After an hour of watching secret cheese-tourist trafficking, I realize I have smashed my feta in the grass. I can sense my grandmother cursing me. But I have to rise. I run toward the cheese guards, and they quickly confront me, hands held upright. One calls me by my name, but he speaks in that strange Oregonian accent. Another shouts that cheese is an accident. They don't want my kind around here, they say. I tell them they can't hide the truth forever. I shout "CheeseWhiz is cheese!" and I sprint away. They pick up stones but don't throw them. I slip away like a jaguar.
July 7
This is the day. This might be my last entry. I must break through the cheese guards and expose the mysteries within Tillamook's sacred halls.
My Kasseri arrived late yesterday afternoon, and I feast only on it. I am glad to die with Kasseri. And yet I do not know its meaning. I stare at a slice, and it holds its secret within its creamy saltiness, its firm, hard texture aged for six months. Its curd has been hand stretched and kneaded, like me.
For my devotions, I read about King David and his cheese. I bet some was Kasseri. David goes off on his journey that will bring him face to face with Goliath, the Hebrew word for Tillamook, and David's father makes him take cheese, of course: "Carry these ten cheeses to the captain of their thousand, and see how your brothers fare, and bring back news of them" (1 Samuel 17:18).

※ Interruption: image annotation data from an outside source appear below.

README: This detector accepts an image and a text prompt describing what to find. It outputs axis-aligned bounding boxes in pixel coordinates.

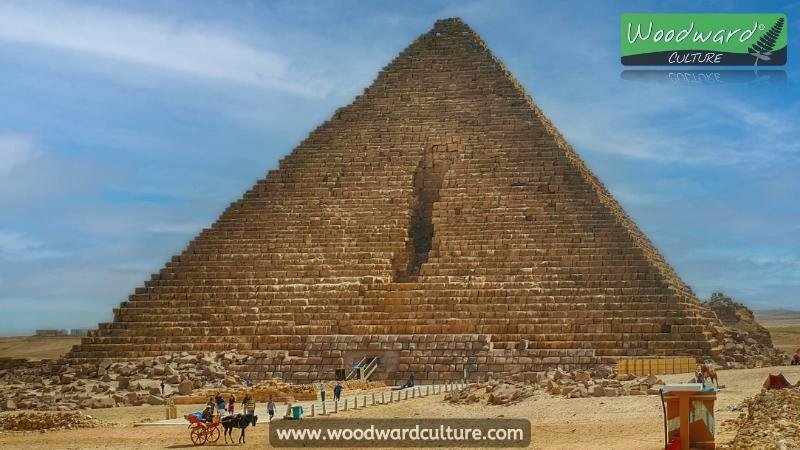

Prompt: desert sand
[0,312,800,450]
[0,336,81,361]
[0,367,800,450]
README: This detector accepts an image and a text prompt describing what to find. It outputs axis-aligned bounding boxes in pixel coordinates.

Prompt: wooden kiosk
[661,383,717,450]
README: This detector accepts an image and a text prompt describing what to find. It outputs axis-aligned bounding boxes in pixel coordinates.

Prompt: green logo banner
[620,13,789,66]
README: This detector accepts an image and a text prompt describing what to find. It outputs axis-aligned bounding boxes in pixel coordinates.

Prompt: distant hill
[753,309,800,354]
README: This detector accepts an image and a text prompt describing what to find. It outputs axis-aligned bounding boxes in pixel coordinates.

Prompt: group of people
[319,381,344,402]
[203,392,268,420]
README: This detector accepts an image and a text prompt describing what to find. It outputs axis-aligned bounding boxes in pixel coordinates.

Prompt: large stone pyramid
[69,19,719,382]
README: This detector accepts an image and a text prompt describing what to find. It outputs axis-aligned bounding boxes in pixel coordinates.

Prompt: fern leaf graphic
[747,17,784,66]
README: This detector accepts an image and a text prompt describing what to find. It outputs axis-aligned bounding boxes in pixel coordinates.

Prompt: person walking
[242,394,256,416]
[267,397,275,422]
[333,381,343,402]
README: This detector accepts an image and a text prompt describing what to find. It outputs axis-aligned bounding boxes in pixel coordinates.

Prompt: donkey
[220,414,258,444]
[700,361,719,386]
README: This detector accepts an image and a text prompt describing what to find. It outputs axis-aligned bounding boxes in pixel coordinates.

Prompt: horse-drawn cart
[184,413,220,445]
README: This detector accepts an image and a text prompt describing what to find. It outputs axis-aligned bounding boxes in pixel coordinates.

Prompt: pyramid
[68,19,720,382]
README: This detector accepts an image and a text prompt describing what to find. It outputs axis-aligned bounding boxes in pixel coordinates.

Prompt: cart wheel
[208,427,219,442]
[189,427,208,445]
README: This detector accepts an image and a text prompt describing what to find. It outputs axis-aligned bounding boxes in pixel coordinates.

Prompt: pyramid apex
[431,17,472,33]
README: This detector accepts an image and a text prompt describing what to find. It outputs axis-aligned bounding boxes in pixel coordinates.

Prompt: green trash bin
[292,406,303,420]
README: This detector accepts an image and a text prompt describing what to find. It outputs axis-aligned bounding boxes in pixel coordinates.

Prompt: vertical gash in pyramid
[65,19,719,382]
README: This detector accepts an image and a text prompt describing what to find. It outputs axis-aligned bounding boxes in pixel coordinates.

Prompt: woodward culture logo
[269,418,531,448]
[620,14,789,66]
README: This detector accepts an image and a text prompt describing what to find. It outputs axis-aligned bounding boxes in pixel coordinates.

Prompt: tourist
[403,373,415,388]
[267,397,275,422]
[228,394,236,416]
[214,392,226,417]
[333,381,343,402]
[242,394,256,416]
[202,404,214,422]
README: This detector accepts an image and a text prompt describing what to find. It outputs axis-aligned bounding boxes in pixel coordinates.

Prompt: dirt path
[0,367,800,450]
[0,336,81,360]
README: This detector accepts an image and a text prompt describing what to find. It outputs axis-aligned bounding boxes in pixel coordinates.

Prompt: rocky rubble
[192,378,386,402]
[0,352,247,411]
[537,366,664,398]
[444,366,664,405]
[720,387,800,450]
[444,380,535,405]
[0,411,109,431]
[703,292,786,369]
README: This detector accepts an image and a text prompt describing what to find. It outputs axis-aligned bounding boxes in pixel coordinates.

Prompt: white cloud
[147,223,203,234]
[0,2,315,96]
[0,134,37,175]
[0,231,64,262]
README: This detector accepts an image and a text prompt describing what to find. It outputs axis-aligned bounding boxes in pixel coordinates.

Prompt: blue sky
[0,0,800,335]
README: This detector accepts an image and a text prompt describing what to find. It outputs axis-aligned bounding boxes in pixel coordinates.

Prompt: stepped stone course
[69,19,720,382]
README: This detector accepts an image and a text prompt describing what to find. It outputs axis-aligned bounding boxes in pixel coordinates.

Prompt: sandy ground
[0,367,800,450]
[0,336,81,360]
[0,311,800,450]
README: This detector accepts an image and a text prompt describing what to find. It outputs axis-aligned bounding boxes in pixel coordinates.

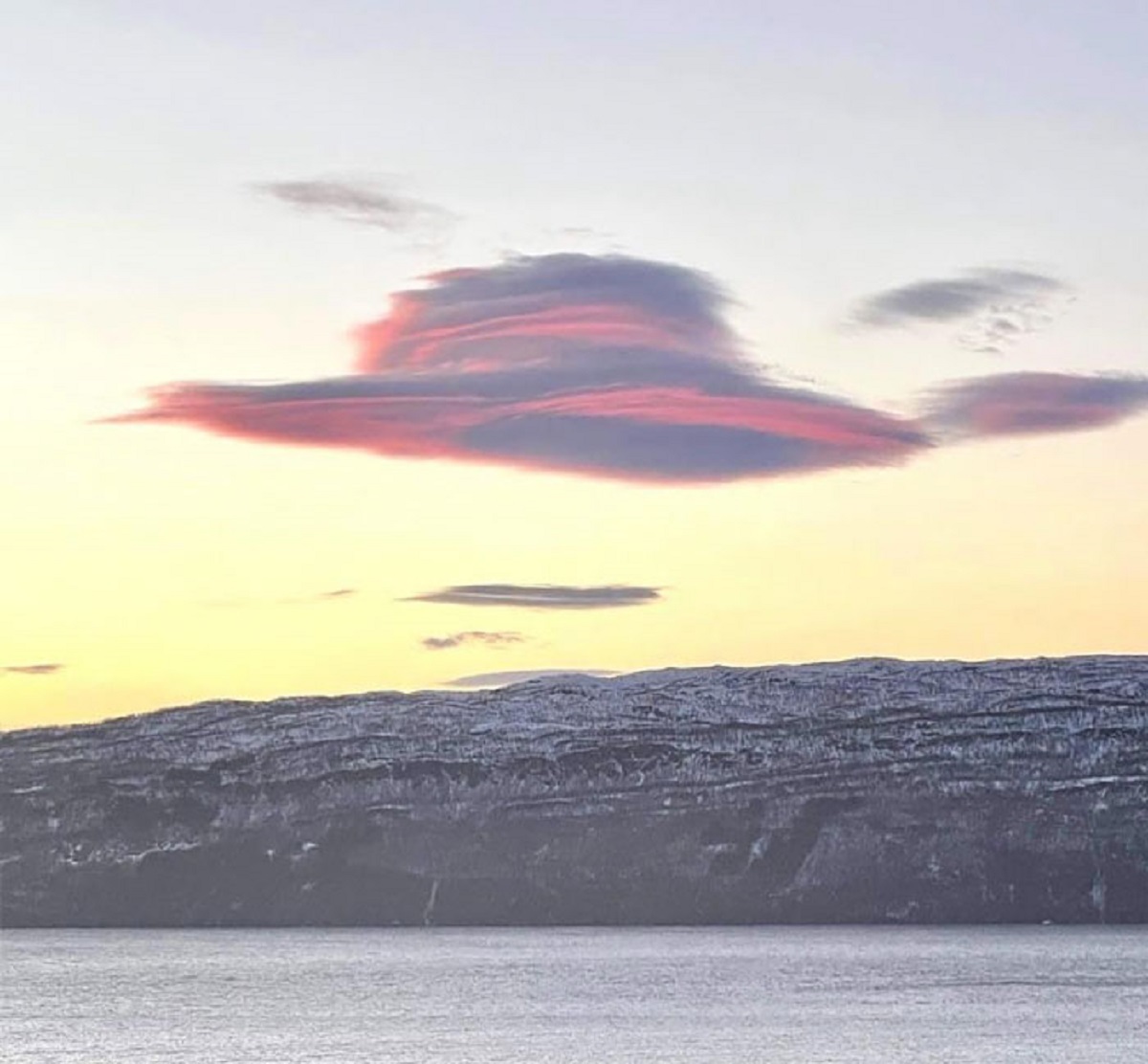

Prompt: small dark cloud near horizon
[253,178,449,233]
[926,373,1148,439]
[850,267,1071,355]
[423,632,527,651]
[402,585,661,610]
[442,669,619,688]
[0,661,63,676]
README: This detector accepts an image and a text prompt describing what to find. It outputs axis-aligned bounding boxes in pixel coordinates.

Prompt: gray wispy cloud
[851,267,1071,353]
[443,669,618,688]
[926,373,1148,438]
[423,632,526,650]
[0,661,63,676]
[403,585,661,610]
[254,178,449,233]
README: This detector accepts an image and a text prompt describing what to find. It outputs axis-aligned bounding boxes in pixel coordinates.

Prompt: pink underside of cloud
[119,385,922,482]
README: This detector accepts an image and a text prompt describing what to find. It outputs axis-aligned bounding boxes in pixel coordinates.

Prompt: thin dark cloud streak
[402,585,661,610]
[0,661,63,676]
[253,178,448,233]
[423,632,526,651]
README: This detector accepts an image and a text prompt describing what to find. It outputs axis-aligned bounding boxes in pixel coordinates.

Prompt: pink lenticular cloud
[115,255,931,483]
[932,373,1148,437]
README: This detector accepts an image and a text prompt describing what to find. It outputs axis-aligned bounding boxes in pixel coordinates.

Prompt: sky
[0,0,1148,729]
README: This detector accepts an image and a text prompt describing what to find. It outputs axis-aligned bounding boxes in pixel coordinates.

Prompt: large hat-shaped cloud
[109,254,929,482]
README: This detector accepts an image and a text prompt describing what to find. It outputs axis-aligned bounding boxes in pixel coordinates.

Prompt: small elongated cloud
[113,254,930,483]
[423,632,526,650]
[0,661,63,676]
[254,178,446,233]
[929,373,1148,438]
[404,585,661,610]
[853,269,1069,353]
[443,669,618,688]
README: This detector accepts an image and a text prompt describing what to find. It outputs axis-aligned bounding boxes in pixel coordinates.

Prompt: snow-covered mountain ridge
[0,656,1148,925]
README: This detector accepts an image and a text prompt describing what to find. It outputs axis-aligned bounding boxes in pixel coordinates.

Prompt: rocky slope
[0,657,1148,926]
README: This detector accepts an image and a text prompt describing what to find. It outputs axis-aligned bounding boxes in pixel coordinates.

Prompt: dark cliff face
[0,657,1148,926]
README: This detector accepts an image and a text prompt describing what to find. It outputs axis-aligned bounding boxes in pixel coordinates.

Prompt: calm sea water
[0,927,1148,1064]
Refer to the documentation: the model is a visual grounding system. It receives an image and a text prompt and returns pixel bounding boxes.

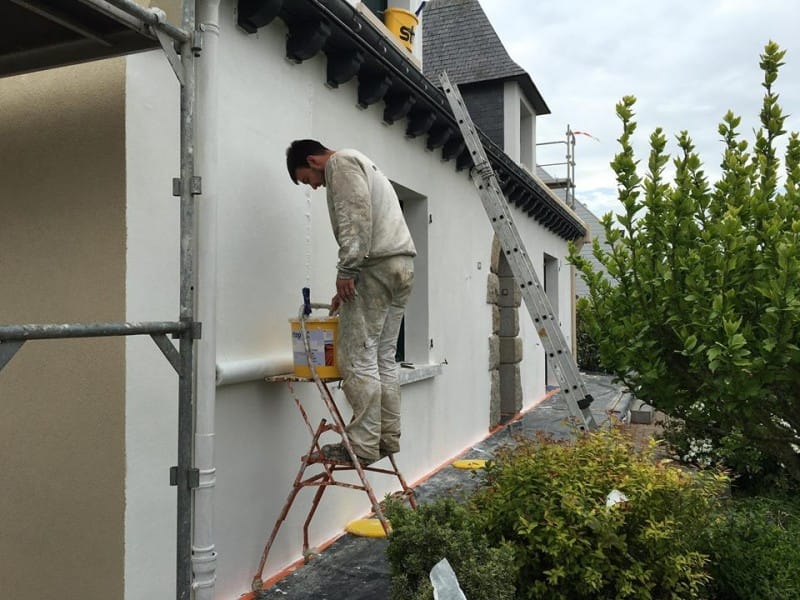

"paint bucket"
[289,317,341,379]
[383,8,419,52]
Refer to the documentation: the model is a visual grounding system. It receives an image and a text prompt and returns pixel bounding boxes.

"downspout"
[192,0,220,600]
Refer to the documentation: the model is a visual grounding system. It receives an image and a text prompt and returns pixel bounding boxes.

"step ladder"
[251,296,417,592]
[439,71,597,430]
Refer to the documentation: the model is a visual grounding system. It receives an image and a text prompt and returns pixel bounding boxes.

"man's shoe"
[320,443,376,467]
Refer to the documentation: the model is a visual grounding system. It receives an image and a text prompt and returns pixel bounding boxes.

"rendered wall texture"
[0,60,125,600]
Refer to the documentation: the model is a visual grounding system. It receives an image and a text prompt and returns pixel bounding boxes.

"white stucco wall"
[126,5,569,599]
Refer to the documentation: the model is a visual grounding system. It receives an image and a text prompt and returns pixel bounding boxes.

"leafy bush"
[571,42,800,492]
[468,429,726,599]
[575,298,602,372]
[710,497,800,600]
[386,498,515,600]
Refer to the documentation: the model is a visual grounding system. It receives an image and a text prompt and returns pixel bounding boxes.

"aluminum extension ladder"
[251,288,417,592]
[439,71,597,429]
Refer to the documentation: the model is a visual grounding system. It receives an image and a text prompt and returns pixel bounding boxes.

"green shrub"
[570,42,800,488]
[709,497,800,600]
[386,498,515,600]
[468,429,727,599]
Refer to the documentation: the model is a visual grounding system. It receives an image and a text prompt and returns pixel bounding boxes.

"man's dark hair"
[286,140,330,184]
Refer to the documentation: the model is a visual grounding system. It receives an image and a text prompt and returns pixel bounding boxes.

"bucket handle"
[298,288,331,321]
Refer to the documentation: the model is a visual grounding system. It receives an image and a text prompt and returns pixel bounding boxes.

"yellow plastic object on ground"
[453,458,486,471]
[344,519,386,538]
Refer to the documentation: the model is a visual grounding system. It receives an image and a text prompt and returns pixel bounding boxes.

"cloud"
[481,0,800,213]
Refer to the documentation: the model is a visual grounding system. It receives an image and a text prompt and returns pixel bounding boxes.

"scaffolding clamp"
[172,321,203,340]
[169,467,200,490]
[150,19,185,85]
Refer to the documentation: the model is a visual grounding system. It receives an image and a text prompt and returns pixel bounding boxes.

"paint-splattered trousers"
[336,256,414,460]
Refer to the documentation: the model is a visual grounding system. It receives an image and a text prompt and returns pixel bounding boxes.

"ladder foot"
[578,394,594,410]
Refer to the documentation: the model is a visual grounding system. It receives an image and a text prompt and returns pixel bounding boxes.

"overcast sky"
[480,0,800,216]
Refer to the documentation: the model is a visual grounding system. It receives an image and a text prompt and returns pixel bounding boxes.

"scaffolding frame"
[0,0,202,600]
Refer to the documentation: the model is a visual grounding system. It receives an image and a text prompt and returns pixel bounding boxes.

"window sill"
[400,363,442,385]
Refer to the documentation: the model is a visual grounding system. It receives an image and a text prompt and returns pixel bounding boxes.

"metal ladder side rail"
[440,72,597,429]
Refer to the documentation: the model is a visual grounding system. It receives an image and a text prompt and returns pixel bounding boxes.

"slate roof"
[422,0,550,115]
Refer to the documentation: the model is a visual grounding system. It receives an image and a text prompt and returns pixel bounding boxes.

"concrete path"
[257,374,631,600]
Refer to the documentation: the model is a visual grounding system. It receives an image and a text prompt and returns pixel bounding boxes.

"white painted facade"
[0,1,572,600]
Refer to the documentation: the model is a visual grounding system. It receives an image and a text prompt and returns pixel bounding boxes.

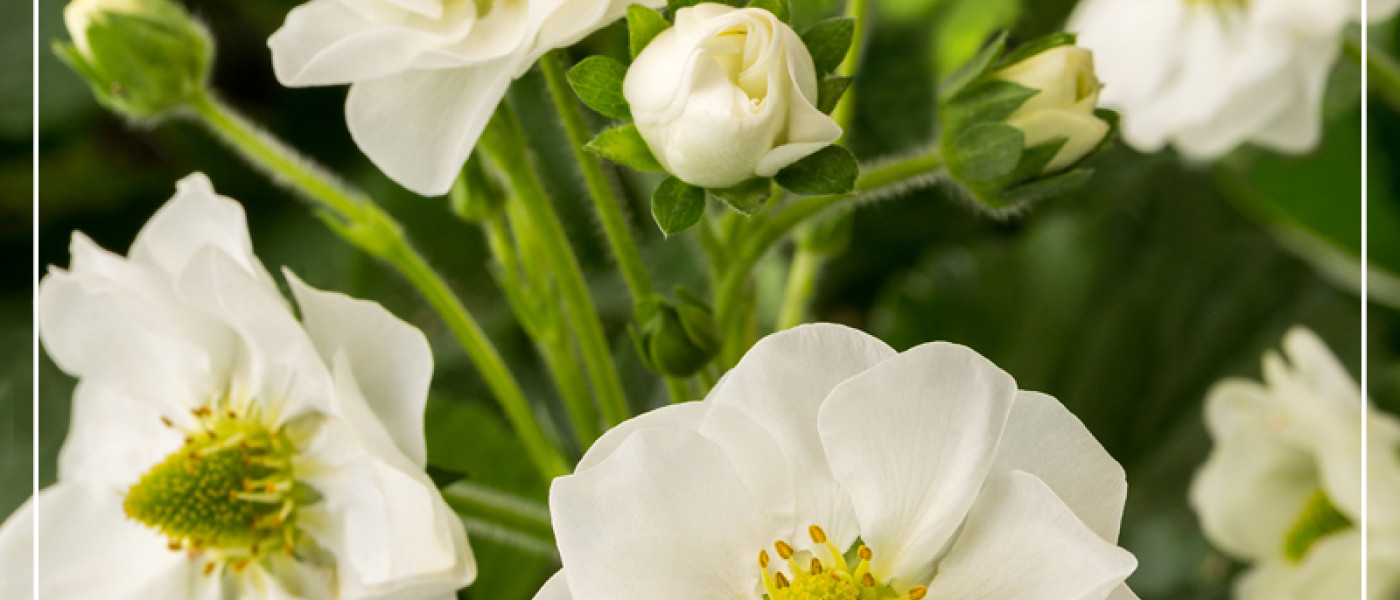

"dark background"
[0,0,1400,600]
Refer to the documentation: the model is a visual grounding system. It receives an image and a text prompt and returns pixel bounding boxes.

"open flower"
[267,0,665,196]
[1191,327,1400,600]
[536,324,1135,600]
[1068,0,1394,159]
[623,3,841,187]
[0,175,476,600]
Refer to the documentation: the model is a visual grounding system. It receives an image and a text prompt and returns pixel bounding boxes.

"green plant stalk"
[482,209,599,449]
[715,150,944,365]
[480,105,631,425]
[539,50,690,403]
[778,245,826,331]
[777,0,865,331]
[189,92,568,481]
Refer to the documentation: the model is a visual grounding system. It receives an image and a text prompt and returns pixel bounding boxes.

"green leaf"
[773,145,861,196]
[651,176,704,236]
[948,122,1026,182]
[939,31,1007,99]
[749,0,792,25]
[939,80,1040,134]
[802,17,855,74]
[584,123,665,171]
[706,178,773,214]
[994,169,1093,208]
[816,76,851,115]
[627,4,671,59]
[997,31,1075,69]
[568,56,631,119]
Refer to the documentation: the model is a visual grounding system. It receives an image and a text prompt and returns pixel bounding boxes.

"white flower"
[267,0,665,196]
[1068,0,1393,159]
[0,175,476,600]
[536,324,1135,600]
[623,3,841,187]
[1190,327,1400,600]
[994,45,1109,173]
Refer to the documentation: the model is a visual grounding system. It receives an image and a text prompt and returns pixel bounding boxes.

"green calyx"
[123,408,314,558]
[1284,488,1351,562]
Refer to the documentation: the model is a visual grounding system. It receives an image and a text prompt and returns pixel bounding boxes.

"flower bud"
[55,0,213,119]
[623,3,841,187]
[939,34,1117,213]
[993,46,1109,173]
[634,290,720,378]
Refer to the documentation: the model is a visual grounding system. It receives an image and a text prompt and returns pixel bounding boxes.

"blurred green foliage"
[13,0,1400,600]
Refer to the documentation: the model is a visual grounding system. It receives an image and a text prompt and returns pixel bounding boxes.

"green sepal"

Then it hits me for the first time. Cheese, David, Goliath, testing, trial, maturity, perseverance, conquest, feast. Perhaps cheese is an expression of, of—of penance.
I write, "I stand," in this journal and then I stand, ready to meet my Goliath. I unlatch and open my motel door then I return this journal to my pillow. I hope the cleaning lady doesn't take it. When I stop writing, I will march out the door. There.